Elle s’est produite dans l’après-midi dans une forêt proche de la frontière avec la Guinée-Bissau, à une vingtaine de kilomètres de la capitale, Ziguinchor, région agricole et touristique séparée du reste du Sénégal par la Gambie.

« Ils étaient sortis chercher du bois quand ils sont tombés sur une bande armée d’une quinzaine d’individus, qui ont directement fait feu », a précisé le colonel Abdou Ndiaye.
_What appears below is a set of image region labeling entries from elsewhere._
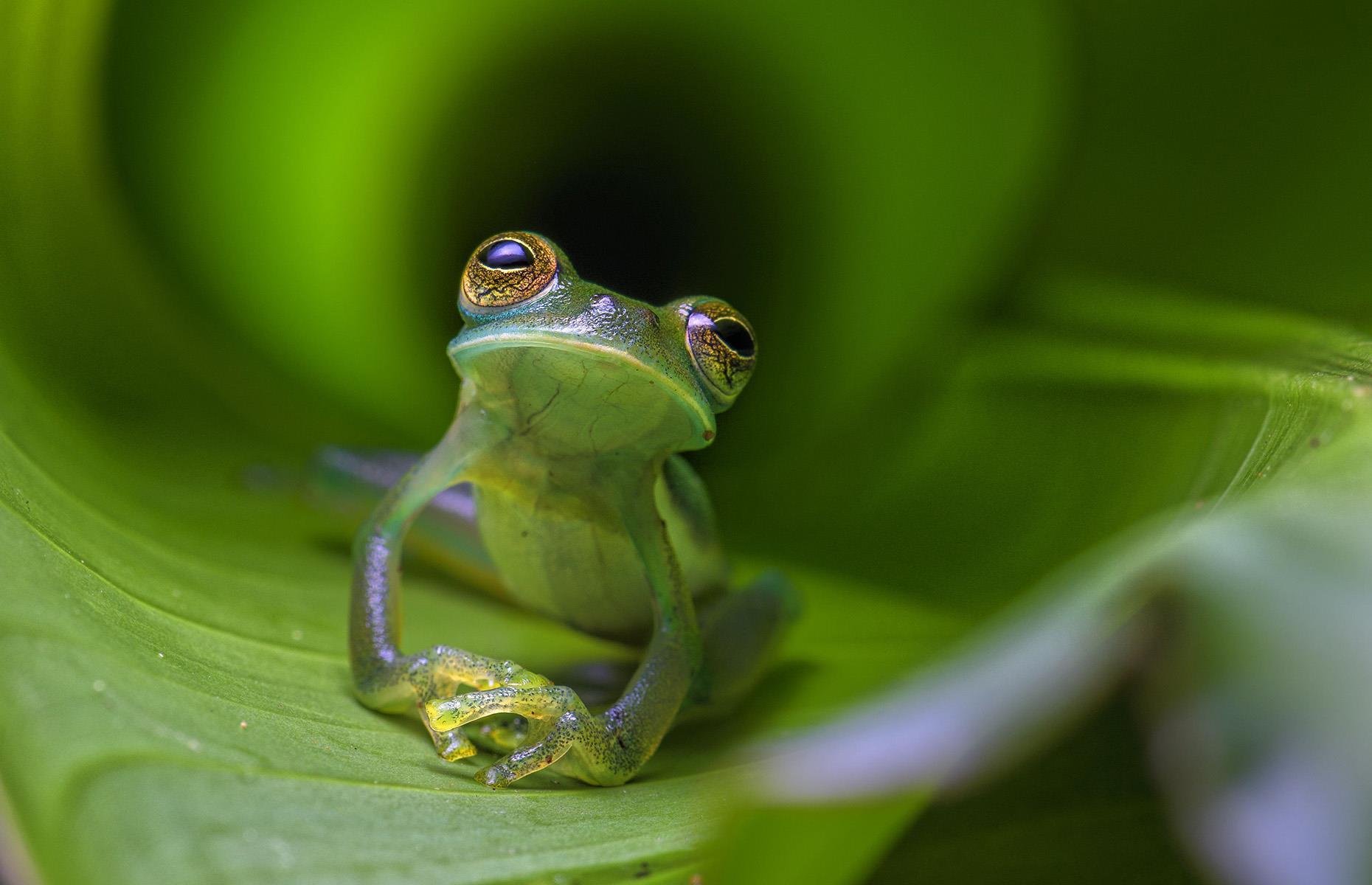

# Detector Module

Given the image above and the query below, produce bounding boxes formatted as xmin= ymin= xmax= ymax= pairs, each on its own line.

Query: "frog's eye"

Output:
xmin=462 ymin=232 xmax=557 ymax=309
xmin=686 ymin=300 xmax=758 ymax=406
L’armée sénégalaise a déployé une compagnie de quelque 150 parachutistes munis de véhicules pour évacuer les victimes et « traquer » les auteurs de l’attaque.

Les corps sans vie ont été transportés à la morgue de l’hôpital régional de Ziguinchor, où ont également été acheminés les blessés et où de nombreuses familles se sont réunies, selon l’Agence de presse sénégalaise APS (officielle).
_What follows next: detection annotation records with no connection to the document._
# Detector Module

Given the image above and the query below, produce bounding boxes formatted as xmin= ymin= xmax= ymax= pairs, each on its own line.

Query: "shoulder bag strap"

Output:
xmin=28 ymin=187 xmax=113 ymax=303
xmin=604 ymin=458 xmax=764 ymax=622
« Ils auraient dépassé la zone tampon séparant les positions de l’armée sénégalaise de celles des combattants du MFDC (Mouvement des forces démocratiques de Casamance), la rébellion indépendantiste armée », a expliqué l’APS, sans citer de source.

« Pas de signes avant-coureurs »

« Il est trop tôt pour dire si les assaillants font partie du MFDC, l’enquête le dira », a expliqué le colonel Ndiaye, alors que la rébellion est divisée en plusieurs factions.

Cette attaque survient au lendemain de la libération de deux combattants du MFDC, libérés par l’armée à la suite d’une médiation lancée par la communauté de Sant’Egidio de Rome entre l’État du Sénégal et les combattants du MFDC.

La rébellion pour l’indépendance de la Casamance, qui dure depuis décembre 1982, a fait des milliers de victimes civiles et militaires, ravagé l’économie de la région et poussé de nombreux habitants à fuir.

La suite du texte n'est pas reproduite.